In this section, we will validate our methods on multi-agent scenarios of GRF to illustrate the effectiveness of GDR and SCN.

5.1 Performance on Google Research Football

We validate our methods on following seven multi-agent scenarios: (a) academy 3 vs 1 with keeper, (b) academy pass and shoot with keeper, (c) academy run pass and shoot with keeper, (d) academy counterattack hard, (e) academy corner, (f) 5 vs 5, (g) 11 vs 11 easy stochastic (we control four agents and the other seven agents are controlled by built-in rules of GRF). In (a)–(e), agents need to learn offensive skills that score a goal quickly in a short time span. In (f) and (g), agents need to learn offensive and defensive skills that score more goals than opponents in a whole match.

Fig. 2.
figure 2

Comparison of our approach against baseline algorithms on Google Research Football.

To verify the effectiveness of our methods, we experiment and compare the following four methods, in which SCN is only used in the scenarios with 22 players on the pitch (d, e, g):

Score: Agents obtain a sparse reward +1 when scoring a goal and −1 when opponents scoring.

Checkpoint: Checkpoint is built-in human knowledge reward of GRF, it divides pitch into 10 zones based on the Euclidean distance from the goal. Agents will obtain a 0.1 reward when they possess the ball for the first time in each zone to encourage them to run towards opponents’ goal with the ball.

GDR: Agents obtain a dense reward that constructed according to Sect. 4.2 at each step.

GDR+SCN: Agents share SCN to process situation information and obtain GDR at each step.

As can be seen in Fig. 2, the winning rate of our methods significantly higher than which of baselines (Score and Checkpoint) in all scenarios.
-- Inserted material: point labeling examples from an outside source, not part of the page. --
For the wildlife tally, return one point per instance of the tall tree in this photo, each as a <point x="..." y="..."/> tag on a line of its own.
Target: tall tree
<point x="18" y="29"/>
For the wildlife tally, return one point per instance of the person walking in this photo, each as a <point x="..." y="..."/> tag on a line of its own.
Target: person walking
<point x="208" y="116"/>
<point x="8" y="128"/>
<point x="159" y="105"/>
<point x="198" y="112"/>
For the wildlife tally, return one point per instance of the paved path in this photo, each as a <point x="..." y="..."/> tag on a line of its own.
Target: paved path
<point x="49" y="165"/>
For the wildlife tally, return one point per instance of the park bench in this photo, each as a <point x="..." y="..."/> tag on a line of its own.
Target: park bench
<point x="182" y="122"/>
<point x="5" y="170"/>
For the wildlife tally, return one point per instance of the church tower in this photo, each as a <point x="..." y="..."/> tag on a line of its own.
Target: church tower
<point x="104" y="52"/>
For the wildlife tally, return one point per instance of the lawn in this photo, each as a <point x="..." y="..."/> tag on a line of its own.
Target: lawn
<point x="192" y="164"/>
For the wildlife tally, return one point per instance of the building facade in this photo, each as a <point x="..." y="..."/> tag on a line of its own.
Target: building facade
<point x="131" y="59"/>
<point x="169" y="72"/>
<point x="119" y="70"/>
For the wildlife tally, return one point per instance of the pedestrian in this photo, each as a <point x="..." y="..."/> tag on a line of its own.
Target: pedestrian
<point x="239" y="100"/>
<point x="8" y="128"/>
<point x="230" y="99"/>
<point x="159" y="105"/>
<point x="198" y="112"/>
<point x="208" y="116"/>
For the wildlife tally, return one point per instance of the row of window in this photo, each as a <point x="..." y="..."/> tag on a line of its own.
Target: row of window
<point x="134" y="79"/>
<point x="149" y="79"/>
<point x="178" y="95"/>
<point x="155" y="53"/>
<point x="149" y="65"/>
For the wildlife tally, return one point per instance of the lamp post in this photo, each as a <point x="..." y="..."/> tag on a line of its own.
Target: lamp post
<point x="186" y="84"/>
For Score, agents tend to fall into the first local optimal policy on account of sparse reward in simple tasks (a, b, c, e), because agents find that sparse rewards can only be obtained by adopting the local optimal policy. Without the guidance of dense reward, agents will gradually strengthen the local optimal policy and eventually converge. In complex tasks (d, f), agents hardly continuously sample good actions to explore sparse rewards. In these cases, most of samples are invalid. As for Checkpoint, it plays a guiding role in some scenarios (d, f, g). However, it changes the optimization objective, which leads to ordinary convergent policies. Moreover, due to the bias and incompleteness of human knowledge, in some scenarios (a, b, e), Checkpoint even hinders the learning process of agents.

The role of GDR can be summarized as: (1) helping agents jump out of random local optimal policies in simple tasks (a, b, c, e); (2) gradually guiding agents to explore real sparse rewards, then continuously stimulate agents to explore better policies in difficult tasks (d, f, g). As showed in Fig. 3,

Fig. 3.
figure 3

The test results of the same seed trained with Score and GDR in academy pass and shot with keeper. (a) the curve of winning rate over time. (b), (c) the curve of average shot position over time.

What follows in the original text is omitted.